Folha de S. Paulo


Promotor expõe testemunha protegida em julgamento da maior chacina de SP

Em um plenário repleto de familiares e colegas de PMs acusados de participação na maior chacina da história de São Paulo, a Promotoria expôs a identidade de uma testemunha protegida, que não quis comparecer ao julgamento por temer represália.

O nome verdadeiro do homem, que havia prestado informações à investigação sob a condição de sigilo no processo, foi citado pelo menos cinco vezes pelo promotor Marcelo Alexandre de Oliveira no julgamento da chacina que deixou 17 mortos em Osasco e Barueri (Grande São Paulo) em agosto de 2015.

Aloisio Maurício/Fotoarena/Folhapress
Julgamento de três acusados de participar da chacina que deixou 17 pessoas mortas em 2015 em Osasco, região metropolitana de São Paulo.
Julgamento de acusados de chacina que deixou 17 pessoas mortas em 2015 em Osasco e Barueri

Na quarta-feira (20), Oliveira fez referências à identidade da testemunha protegida de forma indireta. Nesta quinta-feira (21), foi explícito. Questionado pela Folha, Oliveira defendeu a exposição do homem: "Talvez ele fique até mais seguro se alguma coisa acontecer com ele".

A testemunha protegida é tio da mulher do policial militar Thiago Barbosa Henklain, 30, um dos três acusados pela chacina que estão sendo julgados nesta semana –ao lado do PM Fabrício Emmanuel Eleutério, 32, e do guarda municipal de Barueri Sérgio Manhanhã, 43.

No processo, a testemunha protegida foi apresentada pelo nome fictício de Gama. Esse homem disse à polícia, em depoimento formal, ter ouvido acusações contra Henklain em um almoço de família. Ele não quis, porém, repetir à Justiça sua versão porque, segundo a própria Promotoria, dizia ter recebido informações de que comparsas do PM estavam esperando para identificá-lo e matá-lo.

O julgamento dos acusados pela chacina começou na segunda-feira (18) e poderá acabar nesta sexta (22). Segundo essa testemunha Gama, a avó de Henklain teria visto o policial chegar em casa na noite da chacina, às 23h30, muito agitado.

No dia seguinte, teria ouvido a mulher do PM brigar com ele ao reconhecê-lo em imagens de TV matando uma pessoa de camisa vermelha no chamado bar do Juvenal, em Osasco, epicentro da chacina e onde câmeras flagraram os assassinos com os rostos escondidos. Esse reconhecimento teria ocorrido em razão de uma blusa do PM.

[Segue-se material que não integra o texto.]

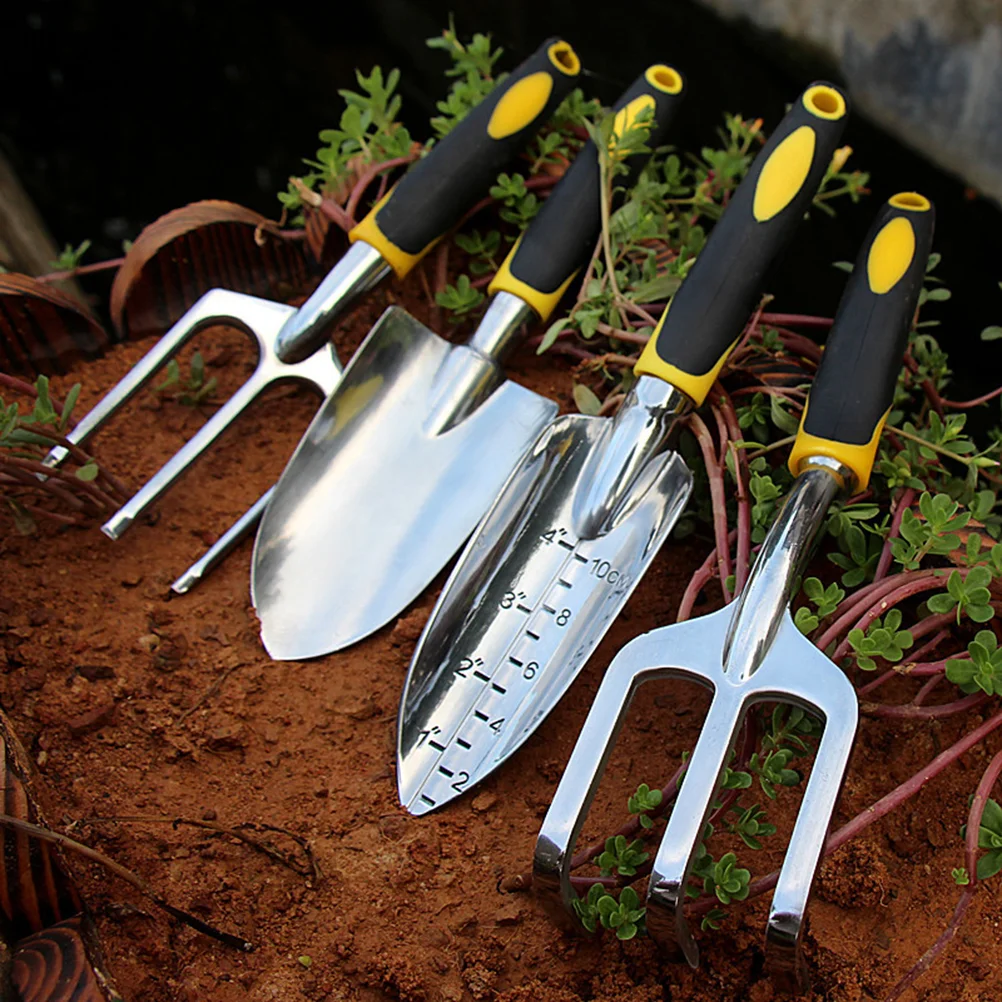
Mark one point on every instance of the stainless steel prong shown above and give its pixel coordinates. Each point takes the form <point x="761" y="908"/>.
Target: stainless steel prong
<point x="263" y="320"/>
<point x="221" y="548"/>
<point x="216" y="307"/>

Para a Promotoria, essas informações, prestadas a policiais no inquérito, seriam as mais importantes do processo –por se tratar de gente próxima ao policial militar e que o conhecia muito bem.

PROTEÇÃO

Questionado, o promotor minimizou a revelação do nome da testemunha, ainda que sem consentimento dela. Embora a identidade do homem tenha sido mantida em sigilo no decorrer do processo por questões de segurança, Oliveira afirmou que a defesa dos réus havia tido acesso ao nome e que a exposição poderia significar maior proteção à testemunha.

O promotor afirmou ainda que a testemunha se recusou a falar à Justiça também porque poderia haver problemas familiares, já que a mulher de Henklain estaria grávida e ficaria ao lado do marido. Isso, na avaliação de Oliveira, seria a principal razão para a testemunha não falar ao júri, até mais do que eventuais ameaças de morte.

Em 2015, a principal testemunha protegida de chacinas ocorridas em 2013 –também envolvendo PMs de Osasco– foi assassinada a tiros.

INTIMIDAÇÃO

Um outro episódio do julgamento, a cargo da defesa de um dos policiais, foi questionado pela Promotoria. O advogado Nilton Nunes, que defende o PM Eleutério, mencionou o nome e a profissão dos jurados no fim dos debates nesta quinta.

Detalhes sobre os integrantes do júri vinham sendo mantidos sob reserva –sem divulgação a jornalistas. Para o promotor Oliveira, tratou-se de "uma tática baixa, para dizer o mínimo", pela hipótese de intimidação. "Não sei se ele fez de propósito ou de boa-fé. Se estiver de boa-fé, é muito ingênuo, mas é um tremendo ato de irresponsabilidade", disse.

Nunes afirmou não haver nenhuma proibição e que não quis amedrontar ninguém. Disse que apenas tentou ser mais educado "para tratá-los por nome, e não por números".